Diana Nutting What will we read at the dentist?
Jinfo Blog

22nd September 2009

By Diana Nutting

Item

Bucking the trend for charging for online content, The Reader’s Digest Association, (http://www.readersdigest.com) which applied for Chapter 11 bankruptcy in August is planning to expand its global online activities. According to the new general manager Jonathan Hills, Readers Digest was the Google News of the 1920s. The group is planning to replace a patchwork of international sites, each designed separately by local teams and carrying a different selection of content, with a single, coherent platform. These new sites, which will be in 22 languages will offer more content and more automation, aimed at a younger audience. Meanwhile, worldwide magazine ad pages are up 2% at the end of fiscal year 2009, which ended in June, and readersdigest.com hit a record for site traffic during the same month, at 2 million unique visitors, although the overall company lost 18.4% of its revenue last year, allegedly to competitors’ online content.
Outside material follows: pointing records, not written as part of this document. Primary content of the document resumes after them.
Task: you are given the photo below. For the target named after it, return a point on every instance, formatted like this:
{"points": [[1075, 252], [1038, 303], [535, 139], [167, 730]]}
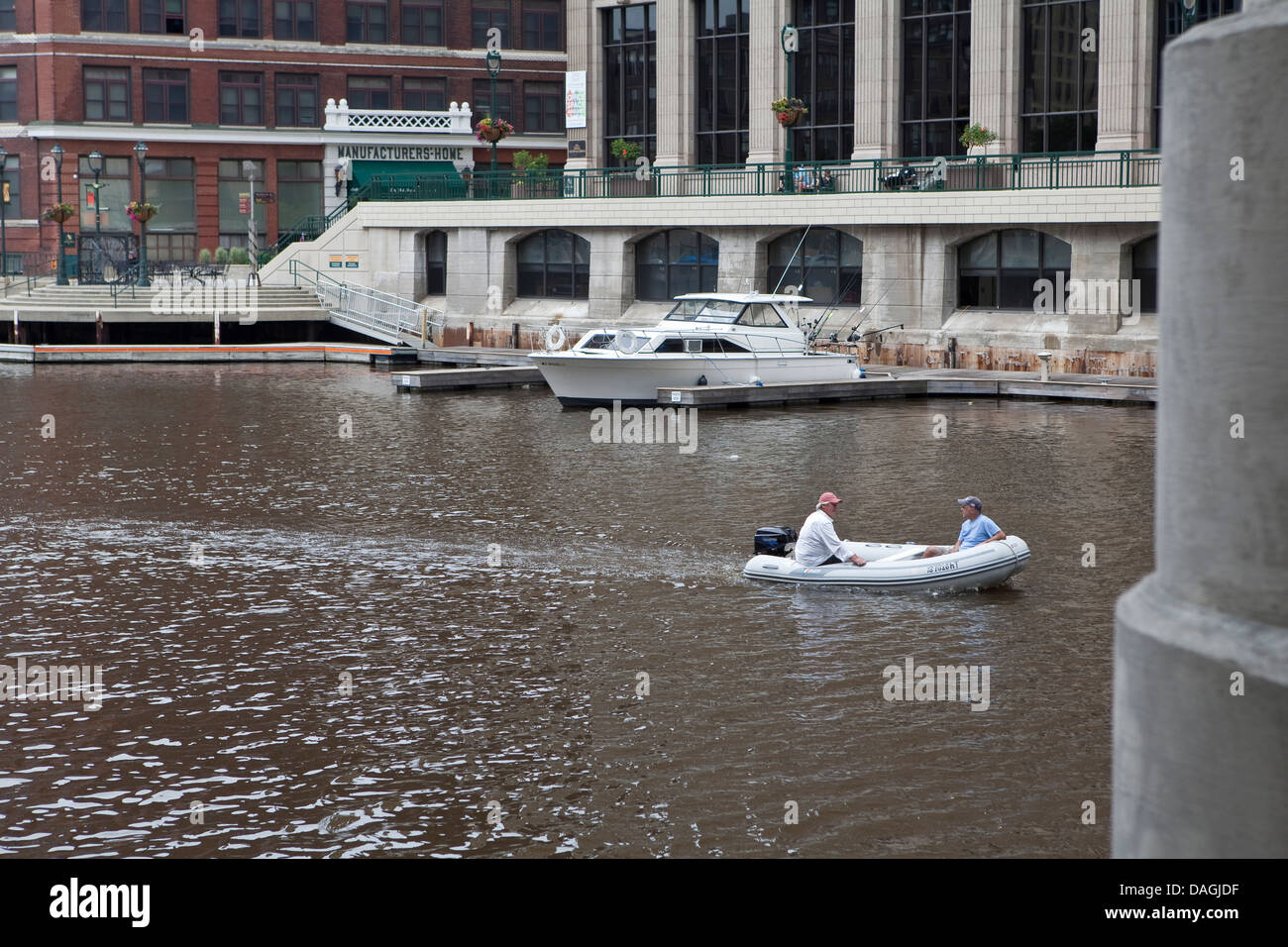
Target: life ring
{"points": [[555, 338]]}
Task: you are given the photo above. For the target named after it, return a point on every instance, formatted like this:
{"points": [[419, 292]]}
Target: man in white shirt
{"points": [[818, 544]]}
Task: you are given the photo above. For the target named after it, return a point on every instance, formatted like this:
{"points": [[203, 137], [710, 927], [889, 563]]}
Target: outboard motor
{"points": [[774, 540]]}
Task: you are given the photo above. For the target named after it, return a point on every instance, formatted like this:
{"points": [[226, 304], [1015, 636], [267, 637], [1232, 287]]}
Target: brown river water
{"points": [[305, 651]]}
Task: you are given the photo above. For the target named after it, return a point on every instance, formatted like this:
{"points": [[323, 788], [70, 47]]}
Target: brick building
{"points": [[210, 84]]}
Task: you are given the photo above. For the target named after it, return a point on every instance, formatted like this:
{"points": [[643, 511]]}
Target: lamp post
{"points": [[141, 154]]}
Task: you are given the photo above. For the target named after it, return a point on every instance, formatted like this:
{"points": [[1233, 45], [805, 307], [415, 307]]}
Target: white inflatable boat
{"points": [[893, 566]]}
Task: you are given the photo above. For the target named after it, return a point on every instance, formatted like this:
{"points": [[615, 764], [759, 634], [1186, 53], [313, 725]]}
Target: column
{"points": [[1126, 75], [1201, 654]]}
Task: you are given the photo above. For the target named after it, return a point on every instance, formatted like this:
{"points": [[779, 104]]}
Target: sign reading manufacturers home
{"points": [[400, 153]]}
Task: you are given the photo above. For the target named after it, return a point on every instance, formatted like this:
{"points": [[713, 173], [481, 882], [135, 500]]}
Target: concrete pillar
{"points": [[876, 78], [995, 71], [1126, 75], [1201, 656], [677, 56], [768, 65]]}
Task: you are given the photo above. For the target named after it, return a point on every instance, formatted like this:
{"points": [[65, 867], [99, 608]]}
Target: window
{"points": [[1171, 24], [294, 20], [675, 262], [503, 105], [1144, 266], [114, 193], [165, 95], [630, 77], [8, 93], [541, 26], [103, 16], [239, 17], [999, 270], [487, 14], [241, 98], [935, 76], [296, 101], [172, 232], [554, 264], [107, 94], [436, 263], [162, 17], [542, 107], [722, 82], [425, 94], [368, 22], [423, 24], [827, 265], [299, 192], [370, 91], [1057, 108], [824, 80]]}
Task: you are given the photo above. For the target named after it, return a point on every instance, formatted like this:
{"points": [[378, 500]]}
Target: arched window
{"points": [[827, 266], [999, 269], [436, 263], [1144, 266], [675, 262], [554, 264]]}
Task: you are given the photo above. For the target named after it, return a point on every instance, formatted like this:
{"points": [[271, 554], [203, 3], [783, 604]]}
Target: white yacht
{"points": [[708, 338]]}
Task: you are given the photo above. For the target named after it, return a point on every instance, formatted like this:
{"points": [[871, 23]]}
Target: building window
{"points": [[485, 14], [294, 20], [1144, 266], [425, 94], [542, 107], [423, 24], [935, 76], [8, 93], [172, 232], [165, 95], [241, 98], [162, 17], [722, 81], [825, 265], [107, 94], [368, 22], [299, 192], [503, 105], [541, 25], [436, 263], [114, 193], [296, 101], [1057, 108], [554, 264], [675, 262], [1171, 24], [824, 80], [103, 16], [370, 91], [999, 270], [239, 17], [630, 77]]}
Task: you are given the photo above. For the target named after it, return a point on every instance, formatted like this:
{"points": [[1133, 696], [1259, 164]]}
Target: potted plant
{"points": [[789, 111], [492, 131], [58, 213]]}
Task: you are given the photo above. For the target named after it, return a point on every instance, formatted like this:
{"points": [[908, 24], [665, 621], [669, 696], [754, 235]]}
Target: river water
{"points": [[305, 651]]}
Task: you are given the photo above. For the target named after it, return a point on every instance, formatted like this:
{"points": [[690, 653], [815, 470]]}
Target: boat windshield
{"points": [[704, 311]]}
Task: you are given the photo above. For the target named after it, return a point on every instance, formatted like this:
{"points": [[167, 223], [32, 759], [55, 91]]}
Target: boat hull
{"points": [[901, 567]]}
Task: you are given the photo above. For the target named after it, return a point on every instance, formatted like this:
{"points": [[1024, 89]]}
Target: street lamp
{"points": [[141, 154], [56, 151]]}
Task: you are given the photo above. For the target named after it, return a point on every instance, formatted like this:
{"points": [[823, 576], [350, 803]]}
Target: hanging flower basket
{"points": [[492, 131], [58, 213]]}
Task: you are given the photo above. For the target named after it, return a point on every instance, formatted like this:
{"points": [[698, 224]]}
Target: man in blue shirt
{"points": [[977, 530]]}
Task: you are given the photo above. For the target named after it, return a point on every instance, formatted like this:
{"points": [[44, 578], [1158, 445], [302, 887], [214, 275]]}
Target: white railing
{"points": [[339, 118]]}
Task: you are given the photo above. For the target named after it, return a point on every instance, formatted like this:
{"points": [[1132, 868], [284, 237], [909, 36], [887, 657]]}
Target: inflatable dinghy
{"points": [[889, 565]]}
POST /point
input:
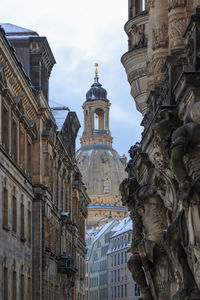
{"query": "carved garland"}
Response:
(160, 37)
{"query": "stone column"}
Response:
(177, 25)
(157, 40)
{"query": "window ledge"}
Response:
(6, 227)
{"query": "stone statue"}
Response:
(149, 263)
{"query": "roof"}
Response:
(12, 29)
(95, 234)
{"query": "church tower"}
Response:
(101, 166)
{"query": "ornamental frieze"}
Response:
(176, 28)
(160, 37)
(176, 3)
(150, 4)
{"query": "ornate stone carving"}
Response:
(176, 3)
(176, 28)
(147, 211)
(160, 37)
(136, 36)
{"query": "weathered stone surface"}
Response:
(163, 194)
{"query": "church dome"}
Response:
(96, 92)
(102, 170)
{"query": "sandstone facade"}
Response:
(100, 165)
(162, 189)
(43, 203)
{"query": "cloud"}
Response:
(81, 33)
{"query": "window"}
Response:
(14, 140)
(137, 290)
(122, 275)
(125, 290)
(14, 285)
(122, 291)
(46, 232)
(139, 6)
(51, 236)
(106, 186)
(14, 213)
(22, 287)
(5, 207)
(125, 271)
(29, 288)
(5, 283)
(21, 149)
(125, 256)
(29, 226)
(29, 159)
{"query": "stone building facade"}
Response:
(43, 203)
(96, 261)
(101, 166)
(163, 186)
(120, 281)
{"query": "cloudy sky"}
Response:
(81, 33)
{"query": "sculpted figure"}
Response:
(149, 263)
(181, 239)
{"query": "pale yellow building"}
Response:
(101, 166)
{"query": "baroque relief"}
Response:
(136, 36)
(160, 37)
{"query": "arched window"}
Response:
(107, 186)
(99, 119)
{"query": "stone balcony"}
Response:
(135, 60)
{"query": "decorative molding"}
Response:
(160, 37)
(136, 36)
(176, 28)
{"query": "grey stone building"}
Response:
(162, 190)
(43, 203)
(96, 261)
(120, 281)
(101, 166)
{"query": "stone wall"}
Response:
(43, 202)
(163, 186)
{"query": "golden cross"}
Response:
(96, 70)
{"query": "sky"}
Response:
(81, 33)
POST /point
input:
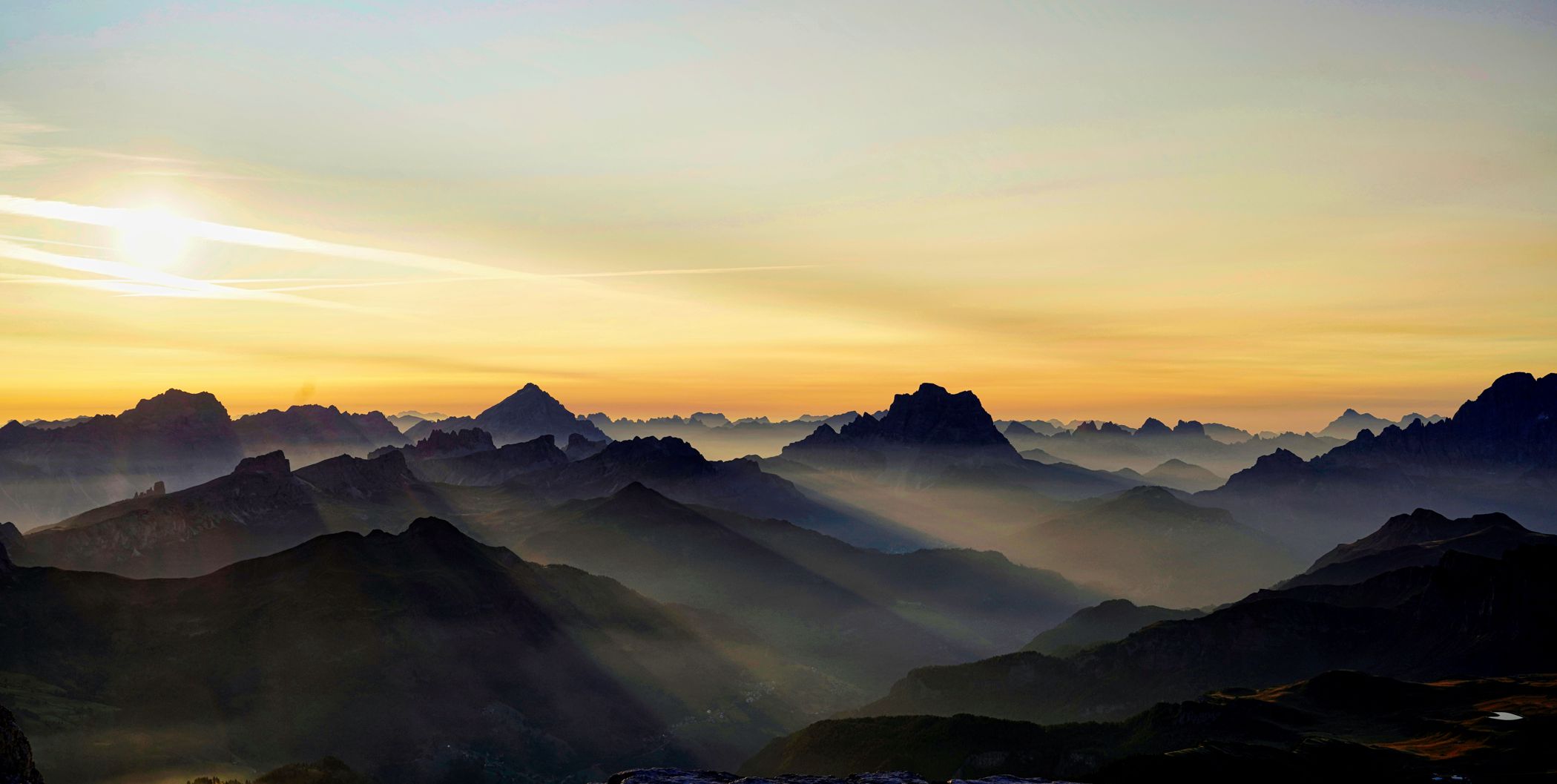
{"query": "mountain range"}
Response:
(1414, 622)
(1497, 453)
(516, 669)
(858, 616)
(1338, 725)
(524, 416)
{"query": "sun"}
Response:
(153, 238)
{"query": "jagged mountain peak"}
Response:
(1153, 426)
(648, 450)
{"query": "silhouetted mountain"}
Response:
(313, 433)
(1418, 540)
(443, 444)
(677, 469)
(1225, 433)
(717, 436)
(16, 754)
(531, 412)
(1184, 476)
(1334, 727)
(405, 655)
(493, 467)
(408, 419)
(579, 447)
(177, 438)
(1350, 422)
(858, 616)
(1466, 616)
(1106, 622)
(922, 435)
(1151, 547)
(260, 507)
(10, 537)
(1109, 445)
(1498, 452)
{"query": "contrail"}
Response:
(128, 218)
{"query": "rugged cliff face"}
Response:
(16, 755)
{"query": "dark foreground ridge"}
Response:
(714, 777)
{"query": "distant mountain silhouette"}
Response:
(175, 438)
(921, 435)
(399, 653)
(936, 462)
(1497, 453)
(1105, 622)
(677, 469)
(491, 466)
(313, 433)
(1467, 615)
(1151, 547)
(260, 507)
(1350, 422)
(1333, 727)
(1418, 540)
(1107, 445)
(524, 416)
(1182, 476)
(579, 447)
(821, 602)
(443, 444)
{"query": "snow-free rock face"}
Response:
(531, 412)
(715, 777)
(16, 754)
(921, 435)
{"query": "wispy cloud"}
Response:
(136, 280)
(144, 282)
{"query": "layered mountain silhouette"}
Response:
(524, 416)
(1350, 422)
(718, 436)
(1105, 622)
(860, 616)
(1109, 447)
(405, 655)
(1467, 615)
(677, 469)
(1153, 547)
(175, 438)
(936, 462)
(257, 509)
(1182, 476)
(1418, 540)
(313, 433)
(16, 754)
(1497, 453)
(1338, 725)
(919, 436)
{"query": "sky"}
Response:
(1248, 212)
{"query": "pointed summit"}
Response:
(531, 412)
(922, 433)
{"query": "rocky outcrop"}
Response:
(47, 475)
(921, 436)
(715, 777)
(313, 433)
(16, 754)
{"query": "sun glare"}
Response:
(153, 238)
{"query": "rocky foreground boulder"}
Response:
(16, 754)
(714, 777)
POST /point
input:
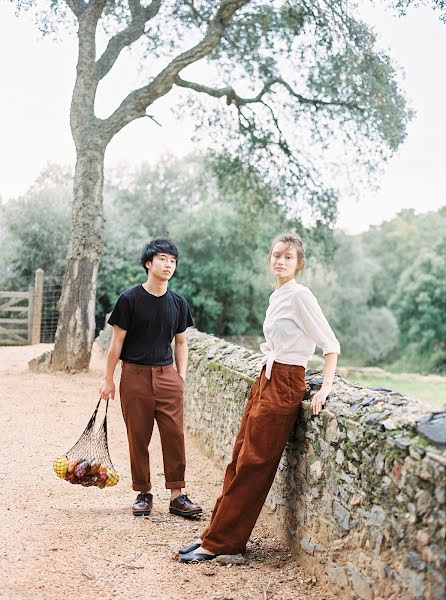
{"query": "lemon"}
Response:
(112, 478)
(60, 466)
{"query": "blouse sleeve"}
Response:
(312, 321)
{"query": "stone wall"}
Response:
(360, 490)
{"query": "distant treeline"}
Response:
(384, 291)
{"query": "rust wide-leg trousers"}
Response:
(150, 393)
(267, 421)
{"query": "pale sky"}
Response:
(38, 76)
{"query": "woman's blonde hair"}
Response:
(293, 240)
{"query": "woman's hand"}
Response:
(319, 398)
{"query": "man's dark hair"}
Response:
(158, 246)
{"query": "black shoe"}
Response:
(143, 504)
(188, 549)
(182, 506)
(194, 557)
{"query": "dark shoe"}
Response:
(183, 507)
(143, 504)
(188, 549)
(195, 557)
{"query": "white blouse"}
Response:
(294, 325)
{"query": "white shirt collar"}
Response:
(283, 289)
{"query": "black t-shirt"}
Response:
(151, 323)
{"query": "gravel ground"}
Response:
(63, 541)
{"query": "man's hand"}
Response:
(319, 398)
(107, 390)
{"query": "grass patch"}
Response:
(430, 389)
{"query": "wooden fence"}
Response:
(24, 314)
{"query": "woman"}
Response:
(293, 326)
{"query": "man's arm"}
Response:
(181, 354)
(107, 389)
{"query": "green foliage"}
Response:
(419, 301)
(383, 291)
(287, 85)
(35, 230)
(221, 215)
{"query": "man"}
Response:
(145, 320)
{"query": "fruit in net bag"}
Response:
(88, 462)
(60, 466)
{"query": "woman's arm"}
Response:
(320, 396)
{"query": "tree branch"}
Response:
(135, 104)
(233, 98)
(77, 7)
(126, 37)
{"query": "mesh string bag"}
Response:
(88, 462)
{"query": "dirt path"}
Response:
(60, 541)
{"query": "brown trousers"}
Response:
(269, 417)
(150, 393)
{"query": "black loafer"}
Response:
(194, 557)
(143, 504)
(184, 507)
(188, 549)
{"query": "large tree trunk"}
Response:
(76, 326)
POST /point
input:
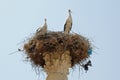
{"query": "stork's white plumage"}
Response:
(42, 30)
(68, 23)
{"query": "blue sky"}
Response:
(98, 20)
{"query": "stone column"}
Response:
(57, 65)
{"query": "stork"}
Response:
(68, 23)
(42, 30)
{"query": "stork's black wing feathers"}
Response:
(64, 26)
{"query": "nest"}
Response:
(58, 42)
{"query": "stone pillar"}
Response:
(57, 65)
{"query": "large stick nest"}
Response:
(51, 42)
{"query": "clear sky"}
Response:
(98, 20)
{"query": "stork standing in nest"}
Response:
(42, 30)
(68, 23)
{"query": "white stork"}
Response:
(42, 30)
(68, 23)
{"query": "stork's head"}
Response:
(45, 19)
(69, 11)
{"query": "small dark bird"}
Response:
(85, 66)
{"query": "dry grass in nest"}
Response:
(52, 42)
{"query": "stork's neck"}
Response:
(70, 15)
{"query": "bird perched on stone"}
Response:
(68, 23)
(42, 30)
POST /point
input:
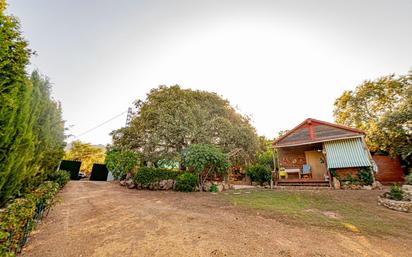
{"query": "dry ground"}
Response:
(104, 219)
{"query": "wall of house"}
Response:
(389, 169)
(294, 157)
(343, 172)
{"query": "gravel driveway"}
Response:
(105, 219)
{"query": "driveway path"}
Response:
(104, 219)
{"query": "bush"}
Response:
(120, 162)
(259, 173)
(396, 193)
(148, 175)
(61, 177)
(365, 176)
(19, 218)
(186, 182)
(408, 179)
(349, 179)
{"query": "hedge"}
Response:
(148, 175)
(186, 182)
(19, 218)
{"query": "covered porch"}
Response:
(307, 153)
(303, 164)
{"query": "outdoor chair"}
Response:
(306, 172)
(282, 173)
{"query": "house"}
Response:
(313, 149)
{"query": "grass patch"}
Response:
(320, 208)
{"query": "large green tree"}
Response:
(86, 153)
(16, 144)
(172, 118)
(31, 128)
(383, 109)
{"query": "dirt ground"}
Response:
(105, 219)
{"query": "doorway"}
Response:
(314, 159)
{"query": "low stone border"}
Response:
(403, 206)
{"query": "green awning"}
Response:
(346, 153)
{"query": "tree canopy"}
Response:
(172, 118)
(383, 109)
(31, 126)
(120, 162)
(205, 161)
(86, 153)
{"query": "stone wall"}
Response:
(404, 206)
(389, 169)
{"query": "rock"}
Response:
(377, 185)
(207, 185)
(163, 184)
(130, 184)
(336, 183)
(355, 187)
(219, 188)
(403, 206)
(407, 188)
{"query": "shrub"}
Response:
(351, 179)
(205, 161)
(365, 176)
(186, 182)
(61, 177)
(149, 175)
(396, 193)
(20, 216)
(408, 179)
(259, 173)
(120, 162)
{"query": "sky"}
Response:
(278, 61)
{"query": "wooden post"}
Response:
(370, 158)
(274, 173)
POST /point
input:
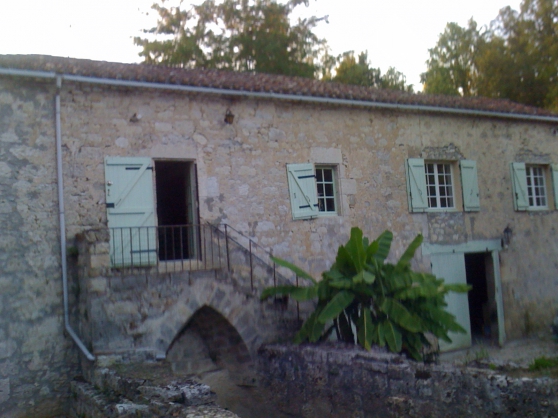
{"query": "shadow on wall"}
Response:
(207, 342)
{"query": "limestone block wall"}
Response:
(36, 360)
(242, 177)
(329, 381)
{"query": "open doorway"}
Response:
(482, 298)
(175, 184)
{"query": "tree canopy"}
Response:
(515, 58)
(254, 35)
(358, 71)
(242, 35)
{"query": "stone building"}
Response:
(290, 163)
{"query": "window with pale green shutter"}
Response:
(416, 185)
(302, 190)
(431, 185)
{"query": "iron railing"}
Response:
(167, 249)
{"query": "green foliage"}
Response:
(387, 304)
(516, 58)
(542, 363)
(243, 35)
(350, 70)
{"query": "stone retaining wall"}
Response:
(338, 381)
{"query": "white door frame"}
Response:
(492, 246)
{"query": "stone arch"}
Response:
(208, 341)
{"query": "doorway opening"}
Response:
(482, 297)
(175, 186)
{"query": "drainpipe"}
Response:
(67, 325)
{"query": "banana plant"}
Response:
(387, 304)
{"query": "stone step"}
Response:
(109, 394)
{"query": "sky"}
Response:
(396, 33)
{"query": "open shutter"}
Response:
(470, 185)
(555, 184)
(130, 211)
(416, 185)
(519, 183)
(302, 189)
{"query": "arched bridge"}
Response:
(169, 309)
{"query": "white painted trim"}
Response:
(467, 247)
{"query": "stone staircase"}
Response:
(117, 391)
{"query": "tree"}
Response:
(516, 58)
(242, 35)
(386, 304)
(359, 72)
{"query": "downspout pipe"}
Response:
(62, 216)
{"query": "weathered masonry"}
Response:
(141, 168)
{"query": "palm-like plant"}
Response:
(387, 304)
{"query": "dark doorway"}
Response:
(475, 267)
(176, 209)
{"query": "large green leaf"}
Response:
(337, 304)
(384, 245)
(400, 315)
(298, 293)
(392, 336)
(365, 329)
(409, 253)
(364, 277)
(295, 269)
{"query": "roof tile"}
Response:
(256, 82)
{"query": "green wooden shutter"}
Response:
(130, 211)
(302, 190)
(416, 185)
(519, 183)
(470, 185)
(555, 184)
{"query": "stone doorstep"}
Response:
(112, 395)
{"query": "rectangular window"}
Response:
(439, 185)
(325, 185)
(536, 189)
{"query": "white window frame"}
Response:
(303, 190)
(526, 192)
(417, 192)
(442, 192)
(537, 193)
(323, 194)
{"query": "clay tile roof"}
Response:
(257, 82)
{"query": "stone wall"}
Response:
(36, 361)
(146, 312)
(242, 176)
(332, 381)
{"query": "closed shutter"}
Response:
(519, 183)
(416, 185)
(130, 211)
(555, 184)
(302, 190)
(470, 185)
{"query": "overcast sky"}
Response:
(396, 33)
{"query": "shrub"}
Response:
(386, 304)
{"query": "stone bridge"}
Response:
(188, 316)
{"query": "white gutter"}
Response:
(281, 96)
(62, 215)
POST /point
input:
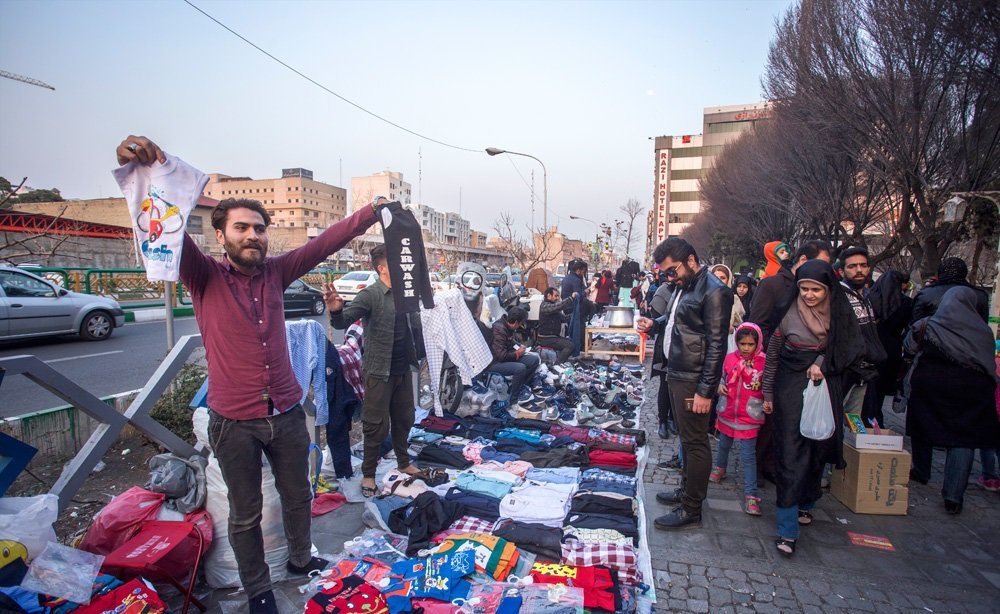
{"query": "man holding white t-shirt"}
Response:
(253, 394)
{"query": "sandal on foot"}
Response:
(785, 546)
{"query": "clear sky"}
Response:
(580, 85)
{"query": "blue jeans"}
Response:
(748, 458)
(788, 520)
(519, 371)
(957, 467)
(988, 457)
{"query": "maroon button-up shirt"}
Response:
(242, 320)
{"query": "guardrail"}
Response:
(131, 288)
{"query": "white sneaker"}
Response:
(351, 488)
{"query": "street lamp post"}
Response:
(494, 151)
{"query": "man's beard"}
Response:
(236, 253)
(684, 279)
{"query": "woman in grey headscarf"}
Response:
(952, 401)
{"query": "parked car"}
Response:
(301, 297)
(349, 285)
(32, 306)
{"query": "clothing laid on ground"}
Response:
(407, 261)
(160, 197)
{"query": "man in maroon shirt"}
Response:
(253, 394)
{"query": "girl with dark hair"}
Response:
(817, 338)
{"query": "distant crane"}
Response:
(28, 80)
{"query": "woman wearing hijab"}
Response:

More changes to come include a new name for RDA at some point. Currently Readers Digest has offices in 44 countries. it markets books, magazines, and music, video, and educational products reaching a customer base of 130 million and sold in 78 countries. It publishes 94 magazines, including 50 editions of Reader's Digest, the world's largest-circulation magazine, operates 65 branded websites generating 22 million unique visitors per month, and sells approximately 40 million books, music, and video products across the world every year.